Kunz pondered the word for a moment; then a loud exclamation showed that he

had understood.

 

“I am coming down!” he shouted.

 

The window was closed. He appeared on the steps with a lamp in his hand and

came down into the garden. He was a little stout old man, with a large gray

head, a red beard, red hair on his face and hands. He took little steps and

he was smoking a porcelain pipe. This good natured, rather sleepy little

man had never worried much about anything. For all that, the news brought

by Schulz excited him; he waved his short arms and his lamp and asked:

 

“What? Is it him? Is he really coming?”

 

“To-morrow morning!” said Schulz, triumphantly waving the telegram.

 

The two old friends went and sat on a seat in the arbor. Schulz took the

lamp. Kunz carefully unfolded the telegram and read it slowly in a whisper.
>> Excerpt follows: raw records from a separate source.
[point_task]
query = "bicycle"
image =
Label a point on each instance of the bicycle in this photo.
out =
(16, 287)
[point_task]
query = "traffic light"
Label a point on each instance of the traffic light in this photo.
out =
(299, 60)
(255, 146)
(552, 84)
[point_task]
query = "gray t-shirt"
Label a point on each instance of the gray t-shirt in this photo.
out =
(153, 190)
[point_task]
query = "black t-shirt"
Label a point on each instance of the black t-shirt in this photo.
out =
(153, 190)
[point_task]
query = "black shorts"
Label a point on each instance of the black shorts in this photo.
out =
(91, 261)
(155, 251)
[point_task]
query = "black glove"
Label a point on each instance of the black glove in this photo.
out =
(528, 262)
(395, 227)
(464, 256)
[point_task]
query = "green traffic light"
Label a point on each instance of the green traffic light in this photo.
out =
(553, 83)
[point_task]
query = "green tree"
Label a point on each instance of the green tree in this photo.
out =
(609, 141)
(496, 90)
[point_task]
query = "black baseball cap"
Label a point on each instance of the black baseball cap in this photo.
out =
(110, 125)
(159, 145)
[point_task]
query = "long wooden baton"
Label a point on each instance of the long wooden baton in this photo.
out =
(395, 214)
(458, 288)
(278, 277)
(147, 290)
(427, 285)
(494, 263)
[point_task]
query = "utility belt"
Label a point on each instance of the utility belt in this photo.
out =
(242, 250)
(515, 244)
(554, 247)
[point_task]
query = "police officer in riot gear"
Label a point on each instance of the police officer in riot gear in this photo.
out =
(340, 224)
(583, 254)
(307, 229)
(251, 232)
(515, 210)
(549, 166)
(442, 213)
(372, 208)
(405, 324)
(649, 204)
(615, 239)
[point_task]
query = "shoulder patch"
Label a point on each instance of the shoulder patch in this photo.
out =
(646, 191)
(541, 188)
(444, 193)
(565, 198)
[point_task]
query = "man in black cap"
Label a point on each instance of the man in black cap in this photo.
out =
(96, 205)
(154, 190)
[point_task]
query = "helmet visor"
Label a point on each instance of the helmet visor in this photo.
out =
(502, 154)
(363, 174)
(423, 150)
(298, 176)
Schulz read it again aloud over his shoulder. Kunz went on looking at the

paper, the marks on the telegram, the time when it had been sent, the time

when it had arrived, the number of words. Then he gave the precious paper

back to Schulz, who was laughing happily, looked at him and wagged his head

and said:

 

“Ah! well … Ah! well!…”

 

After a moment’s thought and after drawing in and expelling a cloud of

tobacco smoke he put his hand on Schulz’s knee and said:

 

“We must tell Pottpetschmidt.”

 

“I was going to him,” said Schulz.

 

“I will go with you,” said Kunz.

 

He went in and put down his lamp and came back immediately. The two old men

went on arm in arm. Pottpetschmidt lived at the other end of the village.

Schulz and Kunz exchanged a few absent words, but they were both pondering

the news. Suddenly Kunz stopped and whacked on the ground with his stick:

 

“Oh! Lord!” he said…. “He is away!”

 

He had remembered that Pottpetschmidt had had to go away that afternoon for

an operation at a neighboring town where he had to spend the night and stay

a day or two. Schulz was distressed. Kunz was equally put out. They were

proud of Pottpetschmidt; they would have liked to show him off. They stood

in the middle of the road and could not make up their minds what to do.

 

“What shall we do? What shall we do?” asked Kunz.

 

“Krafft absolutely must hear Pottpetschmidt,” said Schulz.

 

He thought for a moment and said:

 

“We must sent him a telegram.”

 

They went to the post office and together they composed a long and excited

telegram of which it was very difficult to understand a word, Then they

went back. Schulz reckoned:

 

“He could be here to-morrow morning if he took the first train.”

 

But Kunz pointed out that it was too late and that the telegram would not

be sent until the morning. Schulz nodded, and they said:

 

“How unfortunate!”

 

They parted at Kunz’s door; for in spite of his friendship for Schulz it

did not go so far as to make him commit the imprudence of accompanying

Schulz outside the village, and even to the end of the road by which he

would have had to come back alone in the dark. It was arranged that Kunz

should dine on the morrow with Schulz. Schulz looked anxiously at the sky:

 

“If only it is fine to-morrow!”

 

And his heart was a little lighter when Kunz, who was supposed to have a

wonderful knowledge of meteorology, looked gravely at the sky—(for he was

no less anxious than Schulz that Christophe should see their little

countryside in all its beauty)—and said:

 

“It will be fine to-morrow.”

 

*

 

Schulz went along the road to the town and came to it not without having

stumbled more than once in the ruts and the heaps of stones by the wayside.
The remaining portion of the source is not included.